There have been many books written about spiritual disciplines in the last few years, Habits of Grace has taken a different approach. It is essentially a book about practising spiritual disciplines as a means of receiving God’s grace. The grace of God is essential for every Christian. It is by His grace that any of us repent and believe and receive new life in Christ; and it is his grace that sustains and transforms us. In this book, Mathis distils the myriad spiritual disciplines and proposes that God extends His grace to His people in an ongoing way through three regular channels – hearing his voice (the bible), having his ear (prayer) and belonging to his people (fellowship). All throughout the book Mathis suggests and encourages all Christians to ‘position’ ourselves in these channels in such a way as to receive maximum grace; in other words, to practice spiritual disciplines as a means of receiving God’s grace.
The book is divided into four parts: The Word, Prayer, Fellowship and CODA. In the first chapter of each part Mathis lays out a helpful definition and general principle of the main topic. Each subsequent chapter fleshes out the established principle through various subtopics. For example, the first part deals with both reading and study of God’s word, meditation, personal application, memorisation and resolutions of lifelong learning. It is in these subsequent chapters that the book becomes helpfully practical. While nothing is prescribed as right or wrong, the author gives some suggestions as to how these habits of grace could look in the daily life of the reader.
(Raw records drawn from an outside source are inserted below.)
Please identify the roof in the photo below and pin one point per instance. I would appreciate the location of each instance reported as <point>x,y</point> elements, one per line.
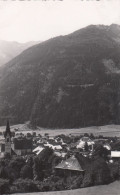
<point>86,139</point>
<point>70,164</point>
<point>115,154</point>
<point>38,150</point>
<point>22,143</point>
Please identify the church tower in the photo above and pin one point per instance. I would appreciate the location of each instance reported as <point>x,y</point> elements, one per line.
<point>7,139</point>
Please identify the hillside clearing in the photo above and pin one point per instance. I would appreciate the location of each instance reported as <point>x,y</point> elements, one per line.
<point>107,130</point>
<point>111,189</point>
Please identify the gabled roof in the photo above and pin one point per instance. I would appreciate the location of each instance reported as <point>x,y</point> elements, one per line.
<point>38,150</point>
<point>115,154</point>
<point>70,164</point>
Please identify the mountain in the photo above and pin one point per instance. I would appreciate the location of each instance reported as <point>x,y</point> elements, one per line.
<point>9,50</point>
<point>66,82</point>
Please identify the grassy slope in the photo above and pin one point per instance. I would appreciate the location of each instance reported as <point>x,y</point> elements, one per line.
<point>107,130</point>
<point>111,189</point>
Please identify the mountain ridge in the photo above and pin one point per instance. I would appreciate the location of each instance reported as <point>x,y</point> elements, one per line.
<point>65,82</point>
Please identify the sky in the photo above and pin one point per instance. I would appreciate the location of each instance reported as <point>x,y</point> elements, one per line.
<point>39,20</point>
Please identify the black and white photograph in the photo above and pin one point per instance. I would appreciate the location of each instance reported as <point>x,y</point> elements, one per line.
<point>60,97</point>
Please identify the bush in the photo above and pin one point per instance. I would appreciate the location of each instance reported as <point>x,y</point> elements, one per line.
<point>4,186</point>
<point>23,186</point>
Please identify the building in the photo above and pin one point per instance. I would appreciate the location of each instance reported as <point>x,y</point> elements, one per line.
<point>85,140</point>
<point>69,167</point>
<point>22,145</point>
<point>7,136</point>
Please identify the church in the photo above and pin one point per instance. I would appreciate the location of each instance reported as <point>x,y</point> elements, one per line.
<point>15,146</point>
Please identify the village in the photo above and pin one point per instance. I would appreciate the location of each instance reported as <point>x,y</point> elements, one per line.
<point>43,163</point>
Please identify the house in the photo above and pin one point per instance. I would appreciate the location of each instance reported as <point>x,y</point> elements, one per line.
<point>69,167</point>
<point>107,146</point>
<point>38,150</point>
<point>22,146</point>
<point>54,146</point>
<point>115,154</point>
<point>83,141</point>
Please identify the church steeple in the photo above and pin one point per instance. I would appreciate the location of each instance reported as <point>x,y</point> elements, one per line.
<point>7,132</point>
<point>7,139</point>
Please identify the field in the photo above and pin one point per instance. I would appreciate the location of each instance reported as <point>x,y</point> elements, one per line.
<point>107,130</point>
<point>111,189</point>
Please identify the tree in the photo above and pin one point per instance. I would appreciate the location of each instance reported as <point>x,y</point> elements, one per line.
<point>26,172</point>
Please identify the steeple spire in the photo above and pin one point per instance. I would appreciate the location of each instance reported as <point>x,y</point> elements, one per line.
<point>7,132</point>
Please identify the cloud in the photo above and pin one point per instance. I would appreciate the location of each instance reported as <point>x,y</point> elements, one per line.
<point>39,20</point>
ACCESSIBLE YET UN-COMPROMISED
Mathis, by his own admission, has drawn heavily on Piper, Whitney and Keller and any reader familiar with those authors will notice it very early in the book. I would not want to offend the author in any way by saying that I have found this book to be “Piper-light”. I do say it, but I mean it as a compliment. I have enjoyed the lighter tone of this book. In some wonderful way it makes the profound thinking and insights of Piper, Whitney and Keller much more accessible to those of us who struggle through the more complex style of writing, without compromising any of the content. The point of difference, and where I feel this book really comes into its own, is the third part; Christian fellowship as a mean of grace. There is a school of thought amongst Christians that says ‘I don’t have to go to church to be a Christian’ or ‘I can have church at home’ (a seemingly viable option in an age of streaming and podcasts etc.). Mathis makes clear at the very start of the section that ‘the deepest, most durable form of fellowship is covenantal.’ (pg. 149). All Christians should be fully and formally committed to a local church. It is only here, in Christian fellowship, that we can be both the recipient and source of God’s grace to others. In His word and in prayer, grace comes from God to us, individually. In fellowship, God’s grace can come to others through us! Mathis defines fellowship in a way that may transform your attitude to church, then goes on to discuss being an active part of corporate worship, being together under the teaching of the pulpit, the sacraments and church discipline. I can honestly say this section was personally the most challenging and also most rewarding.
There are many other spiritual disciplines that Mathis does not address in this book, believing that all disciplines must flow from the three he discusses through the book, but as a final word he deals very briefly with evangelism, money and time. The short chapters do not allow for an in depth discussion. Rather they encourage every reader to use what’s gone before to evaluate their personal evangelism, time-management and giving. And as ever, they are immensely practical and thought-provoking.
If you have never read a book on spiritual disciplines before, I do recommend this as an excellent starting point to frame both your theology and practical approach to develop excellent habits as a means of receiving God’s ongoing grace to you.